My first T was a Mexican Red Knee sling, followed 15mins later by a Chile Rose sub adult :blush:

I paid £18 for her and £7.99 for her faunarium. We use Eco-earth substrate which is £4 for 2 blocks, and thye last for AGES! You slice some off then soak it and it expands. You may find the T climbing the walls or on top of it's hide fot the first few days, as most beginner species of T's prefer dry ground. We use flowerpots for our hides, with a third cut off so they are still touching the substrate allowing them to feel vibrations from rickets etc. We had her in November and haven't had to clean her out yet, and she is still clean in there. We use a plastic bottle top as a water dish. I have bought stones for decoration but haven't put them in yet. You could put false leaves in as a fake plant for decoration, but these aren't necessary. Ours are kept at room temp.

They are VERY low maintenence. We feed ours 2-3 times a week and take any crickets out that haven't been eaten after 24 hours. They are fab to watch and not a real worry if your on a weeks hols etc. 

Let us know if you get one 

Oh, and by the way, it won't stay one for long, T's are VERY VERY VERY addictive, aren't they guys?


----------



## joe0709 (Sep 22, 2007)

pumpkinette said:


> Oh, and by the way, it won't stay one for long, T's are VERY VERY VERY addictive, aren't they guys?

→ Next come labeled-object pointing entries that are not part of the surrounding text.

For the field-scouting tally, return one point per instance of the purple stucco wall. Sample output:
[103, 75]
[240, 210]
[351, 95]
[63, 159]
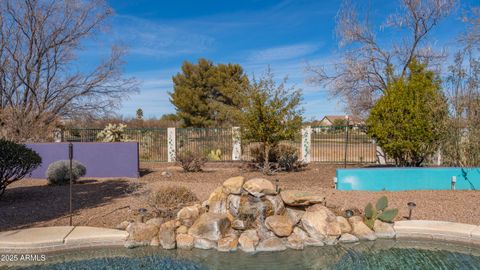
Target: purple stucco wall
[100, 159]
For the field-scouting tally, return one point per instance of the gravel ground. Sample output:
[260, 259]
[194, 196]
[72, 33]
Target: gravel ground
[107, 202]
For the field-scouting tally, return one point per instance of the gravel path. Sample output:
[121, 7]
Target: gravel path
[107, 202]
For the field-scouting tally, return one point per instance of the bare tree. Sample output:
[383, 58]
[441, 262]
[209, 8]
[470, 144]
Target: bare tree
[367, 64]
[39, 81]
[462, 87]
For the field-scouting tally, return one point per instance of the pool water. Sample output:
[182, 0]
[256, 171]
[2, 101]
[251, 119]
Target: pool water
[380, 254]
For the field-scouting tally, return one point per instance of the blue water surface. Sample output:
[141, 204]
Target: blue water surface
[396, 179]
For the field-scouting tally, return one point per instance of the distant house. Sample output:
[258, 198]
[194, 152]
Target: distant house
[340, 120]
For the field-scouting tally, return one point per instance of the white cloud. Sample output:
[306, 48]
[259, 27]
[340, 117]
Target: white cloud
[283, 53]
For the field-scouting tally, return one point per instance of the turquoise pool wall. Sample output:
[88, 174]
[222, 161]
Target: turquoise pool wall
[396, 179]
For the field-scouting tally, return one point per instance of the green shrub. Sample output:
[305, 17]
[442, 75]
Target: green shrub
[113, 133]
[282, 157]
[408, 121]
[58, 172]
[16, 161]
[191, 161]
[167, 200]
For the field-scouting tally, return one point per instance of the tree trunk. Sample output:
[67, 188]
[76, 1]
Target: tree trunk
[266, 164]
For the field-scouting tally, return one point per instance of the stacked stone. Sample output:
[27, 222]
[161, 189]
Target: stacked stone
[252, 216]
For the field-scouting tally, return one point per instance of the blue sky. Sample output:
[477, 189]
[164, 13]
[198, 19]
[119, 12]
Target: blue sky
[286, 35]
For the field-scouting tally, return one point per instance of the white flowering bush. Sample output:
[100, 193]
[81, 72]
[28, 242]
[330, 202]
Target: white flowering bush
[113, 133]
[58, 172]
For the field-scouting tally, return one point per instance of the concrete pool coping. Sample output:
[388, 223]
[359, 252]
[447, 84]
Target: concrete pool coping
[48, 239]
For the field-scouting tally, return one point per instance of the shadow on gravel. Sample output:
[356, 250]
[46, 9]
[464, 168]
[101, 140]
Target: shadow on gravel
[22, 206]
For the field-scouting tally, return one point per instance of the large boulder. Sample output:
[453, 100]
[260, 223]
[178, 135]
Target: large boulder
[344, 225]
[228, 243]
[155, 221]
[217, 202]
[360, 230]
[259, 187]
[233, 204]
[383, 229]
[141, 232]
[210, 226]
[295, 215]
[248, 240]
[233, 185]
[348, 238]
[184, 241]
[277, 204]
[297, 239]
[280, 225]
[320, 222]
[188, 215]
[271, 244]
[252, 207]
[202, 243]
[300, 198]
[166, 234]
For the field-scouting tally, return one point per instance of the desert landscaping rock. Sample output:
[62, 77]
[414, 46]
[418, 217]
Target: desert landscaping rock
[360, 230]
[210, 226]
[233, 185]
[123, 225]
[300, 198]
[295, 215]
[228, 243]
[141, 232]
[348, 238]
[217, 202]
[182, 230]
[344, 224]
[188, 215]
[277, 204]
[383, 229]
[259, 187]
[238, 224]
[202, 243]
[280, 225]
[166, 235]
[271, 244]
[233, 204]
[248, 240]
[319, 222]
[184, 241]
[155, 221]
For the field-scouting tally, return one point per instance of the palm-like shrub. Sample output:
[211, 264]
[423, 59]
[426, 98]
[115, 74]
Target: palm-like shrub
[16, 161]
[58, 172]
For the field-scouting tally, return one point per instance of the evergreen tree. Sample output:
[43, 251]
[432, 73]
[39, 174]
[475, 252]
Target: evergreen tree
[408, 121]
[206, 95]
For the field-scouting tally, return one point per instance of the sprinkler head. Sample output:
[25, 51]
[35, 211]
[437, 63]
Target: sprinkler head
[411, 205]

they sure are :whistling2: i started off with my chili and had 10 more t's 2 and half week later lol


----------



## GRB (Jan 24, 2008)

My first suggestion would be to buy this:
Amazon.co.uk: Tarantulas and Other Arachnids (A Complete Pet Owner's Manual): Samuel D. Marshall: Books

Before you buy any tarantula, it will answer 99% of any questions you could ever hope to ask.

You can grab one for 48p+, it's well worth it. It will help you decide easier as well, as there are descriptions of common species + care guidelines.


----------